Music Culture Technology Corporation

Music Culture Technology Corporation's Reference line has been designed and engineered by MBL's official engineers. Though not yet distributed in the US, the combination of MC's partnership with MBL and their components' arresting good looks drew me in for an extended listen. It was also a belated listen, but that had to do with the Hard Rock Café across the street from the St. Tropez, whose bass blasting from the rock video they project in their parking lot between 5pm and 10pm made listening to anything other than equally blaring rock music an absurdity. Call it high end trumped by high insult.

Now that I've got that off my chest, back to MC. A multinational corporation, with everyone in the room from Hong Kong, MC is currently distributed in Hong Kong, China, Thailand, and Singapore. Australia, the UK, and the USA are coming this year. (The company's CEO wants a dealer who specializes in audio as opposed to home theater.) Their RL 32 3½way, 4 ohm speaker ($32,000/pair) measure 87–88dB sensitivity, and extends from 20Hz to 50kHz. I was most impressed with the size of images, which grew to arresting proportions as the volume increased. While I thought the midrange a bit muffled, that may have had to do with the cabling. MC is definitely a company to watch out for.

Mike Fijne's picture

Come on Jason, 88dB for a 4 ohm speaker, what kind of log is that? What components are in it? Midrange looks Davis to me from the photo...

Bill Crane's picture

I found their room unlistenable as it was very harsh.They also had some very poorly designed monitors in an adjoining room. As soon as they played then I could hear the boomy port noise.

Robert Middleton's picture

I don't understand the need some people apparently have to criticize. Is it a need based in an inflated ego or some compulsion to set the world straight. In this case, is it a criticism of the equipment or some agenda to contradict Jason Victor Serinus. I spent a good deal of time in the MC room and quite enjoyed it. The reference line equipment on display was actually made by MBL - not a company that receives much criticism. As for hearing port noise, in that environment with music blasting from rooms in all directions - you heard port noise. Yeah.As for Jason Victor Serinus, I was in the Edge room when he was listening there. A guy that enjoyed the Edge stuff that much is not going to like a 'harsh' system of any kind. Solid state just doesn't get any less harsh than Edge.Don't know what your agenda is, but I don't buy it.

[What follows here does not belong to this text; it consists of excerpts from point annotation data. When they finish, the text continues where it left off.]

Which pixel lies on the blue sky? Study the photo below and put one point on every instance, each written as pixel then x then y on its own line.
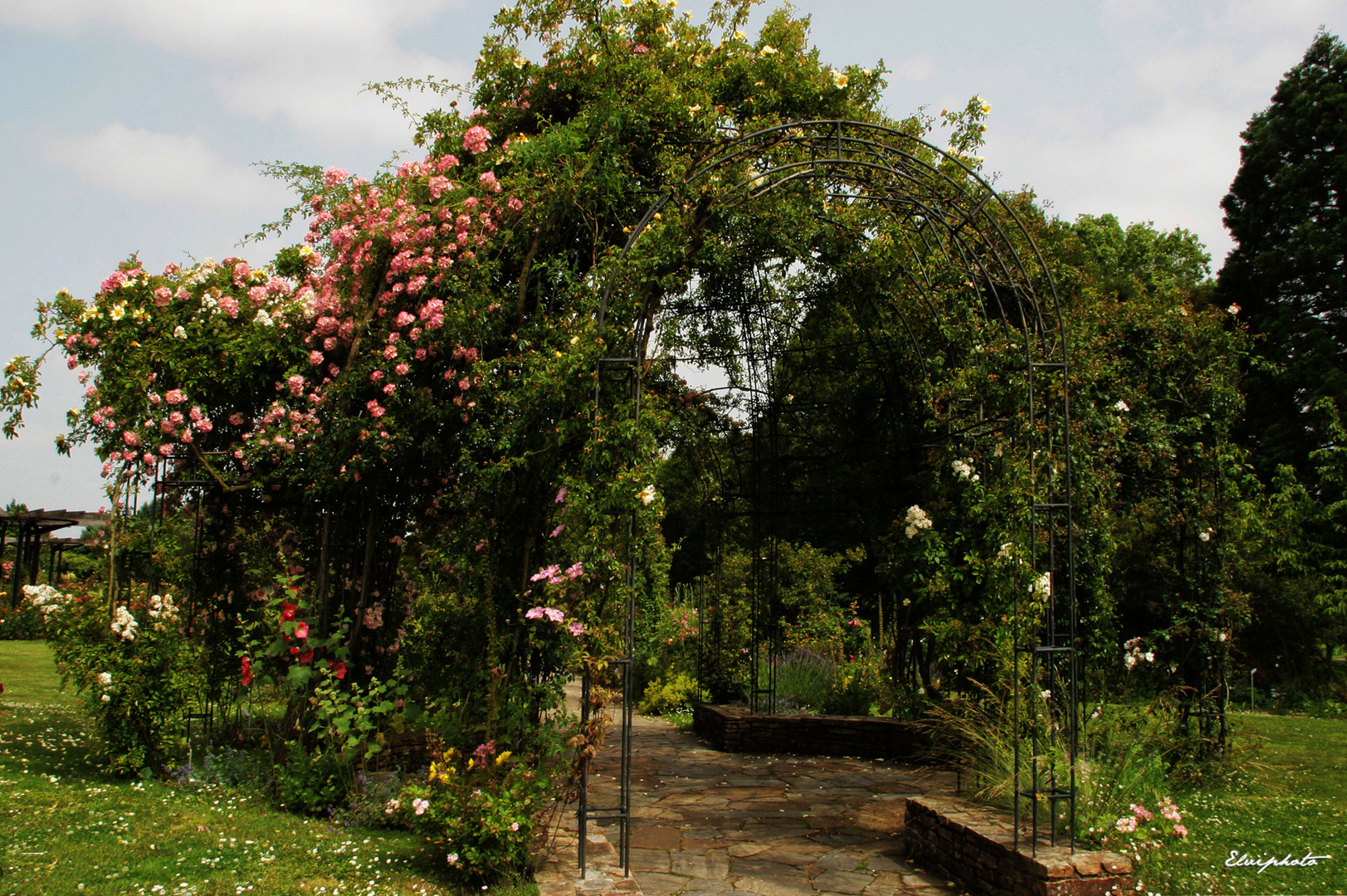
pixel 131 125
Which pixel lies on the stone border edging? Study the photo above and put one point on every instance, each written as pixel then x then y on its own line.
pixel 735 729
pixel 975 846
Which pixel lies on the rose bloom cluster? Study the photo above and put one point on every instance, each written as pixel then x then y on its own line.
pixel 378 311
pixel 430 222
pixel 142 418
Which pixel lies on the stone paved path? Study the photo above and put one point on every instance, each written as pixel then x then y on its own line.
pixel 725 824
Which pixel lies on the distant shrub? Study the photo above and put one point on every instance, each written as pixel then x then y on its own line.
pixel 661 695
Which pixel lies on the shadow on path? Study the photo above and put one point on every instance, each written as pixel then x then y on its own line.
pixel 726 824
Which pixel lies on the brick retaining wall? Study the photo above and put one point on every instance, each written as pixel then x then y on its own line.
pixel 735 729
pixel 974 846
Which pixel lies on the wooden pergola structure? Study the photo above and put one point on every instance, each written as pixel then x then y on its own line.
pixel 30 533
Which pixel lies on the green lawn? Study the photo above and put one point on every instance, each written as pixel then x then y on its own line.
pixel 1290 799
pixel 71 829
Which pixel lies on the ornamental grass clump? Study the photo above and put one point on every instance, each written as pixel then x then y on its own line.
pixel 803 680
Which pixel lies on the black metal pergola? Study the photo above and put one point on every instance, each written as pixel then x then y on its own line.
pixel 943 217
pixel 32 533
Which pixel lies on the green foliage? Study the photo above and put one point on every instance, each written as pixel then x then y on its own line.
pixel 676 691
pixel 134 667
pixel 23 623
pixel 478 810
pixel 856 688
pixel 803 680
pixel 1286 270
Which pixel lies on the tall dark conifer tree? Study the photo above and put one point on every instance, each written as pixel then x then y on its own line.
pixel 1288 271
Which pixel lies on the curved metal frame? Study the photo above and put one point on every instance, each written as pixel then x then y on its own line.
pixel 943 207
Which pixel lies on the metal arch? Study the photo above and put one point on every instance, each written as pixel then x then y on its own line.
pixel 950 217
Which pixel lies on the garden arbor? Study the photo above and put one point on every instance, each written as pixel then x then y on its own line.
pixel 932 267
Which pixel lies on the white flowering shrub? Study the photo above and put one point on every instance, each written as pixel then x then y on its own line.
pixel 134 669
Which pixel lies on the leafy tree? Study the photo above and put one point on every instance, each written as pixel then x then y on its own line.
pixel 1288 271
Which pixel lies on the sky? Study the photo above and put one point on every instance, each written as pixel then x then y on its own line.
pixel 135 125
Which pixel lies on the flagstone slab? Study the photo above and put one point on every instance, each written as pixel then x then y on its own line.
pixel 849 883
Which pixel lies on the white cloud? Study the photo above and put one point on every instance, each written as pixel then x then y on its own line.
pixel 168 168
pixel 305 61
pixel 915 69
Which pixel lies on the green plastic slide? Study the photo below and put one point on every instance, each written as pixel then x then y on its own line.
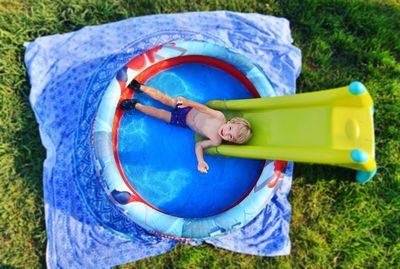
pixel 327 127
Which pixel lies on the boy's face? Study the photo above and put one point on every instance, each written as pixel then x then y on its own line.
pixel 229 131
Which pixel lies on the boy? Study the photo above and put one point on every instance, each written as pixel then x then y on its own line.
pixel 205 121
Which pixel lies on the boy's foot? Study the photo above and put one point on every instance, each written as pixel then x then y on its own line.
pixel 128 104
pixel 135 85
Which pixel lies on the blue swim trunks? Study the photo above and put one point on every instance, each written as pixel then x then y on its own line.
pixel 178 116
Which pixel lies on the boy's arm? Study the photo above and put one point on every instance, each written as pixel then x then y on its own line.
pixel 200 146
pixel 183 102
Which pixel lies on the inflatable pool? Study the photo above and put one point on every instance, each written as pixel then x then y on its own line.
pixel 148 167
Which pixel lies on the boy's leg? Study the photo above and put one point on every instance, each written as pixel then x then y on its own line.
pixel 159 96
pixel 154 112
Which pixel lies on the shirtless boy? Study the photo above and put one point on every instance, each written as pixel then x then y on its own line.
pixel 209 123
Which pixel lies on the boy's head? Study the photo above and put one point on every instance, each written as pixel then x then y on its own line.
pixel 237 130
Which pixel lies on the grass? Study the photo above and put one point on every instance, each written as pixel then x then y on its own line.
pixel 336 223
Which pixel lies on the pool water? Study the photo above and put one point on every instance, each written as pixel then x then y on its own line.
pixel 159 160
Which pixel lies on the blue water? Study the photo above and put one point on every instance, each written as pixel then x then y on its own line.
pixel 159 159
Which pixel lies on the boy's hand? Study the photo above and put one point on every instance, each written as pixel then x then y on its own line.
pixel 202 167
pixel 182 102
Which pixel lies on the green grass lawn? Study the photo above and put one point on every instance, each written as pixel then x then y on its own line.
pixel 335 222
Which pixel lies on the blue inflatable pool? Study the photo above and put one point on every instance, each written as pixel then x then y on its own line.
pixel 148 168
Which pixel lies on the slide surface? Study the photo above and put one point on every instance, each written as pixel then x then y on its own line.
pixel 327 127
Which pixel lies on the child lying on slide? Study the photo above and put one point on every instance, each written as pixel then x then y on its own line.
pixel 205 121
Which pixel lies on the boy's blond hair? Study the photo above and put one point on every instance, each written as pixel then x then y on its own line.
pixel 245 131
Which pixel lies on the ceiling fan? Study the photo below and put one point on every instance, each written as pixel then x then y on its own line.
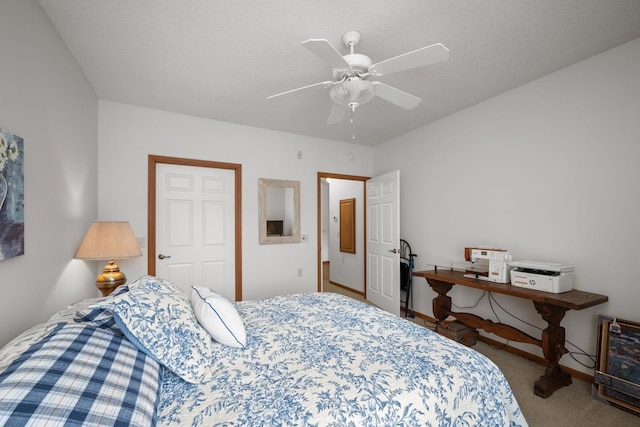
pixel 351 86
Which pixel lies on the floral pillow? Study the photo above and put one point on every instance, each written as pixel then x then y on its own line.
pixel 158 319
pixel 219 317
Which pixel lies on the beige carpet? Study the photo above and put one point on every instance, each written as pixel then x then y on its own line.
pixel 570 406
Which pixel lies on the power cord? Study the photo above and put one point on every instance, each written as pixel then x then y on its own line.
pixel 572 354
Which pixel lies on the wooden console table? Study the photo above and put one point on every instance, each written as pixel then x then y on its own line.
pixel 552 307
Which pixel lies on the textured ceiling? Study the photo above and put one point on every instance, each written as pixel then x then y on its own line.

Music Culture official's picture

"Music Culture Technology, a multi-national company with headquarters in Asia and Germany, runs the full gamut of electronic equipment as they displayed their speakers, electronics and digital sources. The sound from this room was sonically pure and transparent with good dynamics and deep, tight bass. I sat there and listened, disc after disc, enjoying the music and the electronics. All of their equipment felt solid and looked very well made. I'll be looking for more to come from this company as I look for their equipment to hit the market."(Source from:The Stereo Times Show Report CES 2008;

Music Culture Official's picture

Everyone knows the MBL name, makes of some of the most exotic and expensive gear in the world. But what's new is the partnership between MBL and the new "Music Culture" company, "MC". MC produces three different lines at different pricepoints, but their top Reference Line is completely designed by the engineers at MBL. While not as gold laden and flashy as MBL, the Reference line is impressive in look and feel. As you can see, the make LOTS of different products. MC is in the running for our "Best New Product Line" at CES. (Source from:;

Justin's picture

My sheet states the RL 32s sell for 16,000 per pair, not 32,000.Also, I was told the top of the line in that room was the RL31, not the RL32. The room had the RL31 and reference bookshelf monitors only - at least that's what I was told!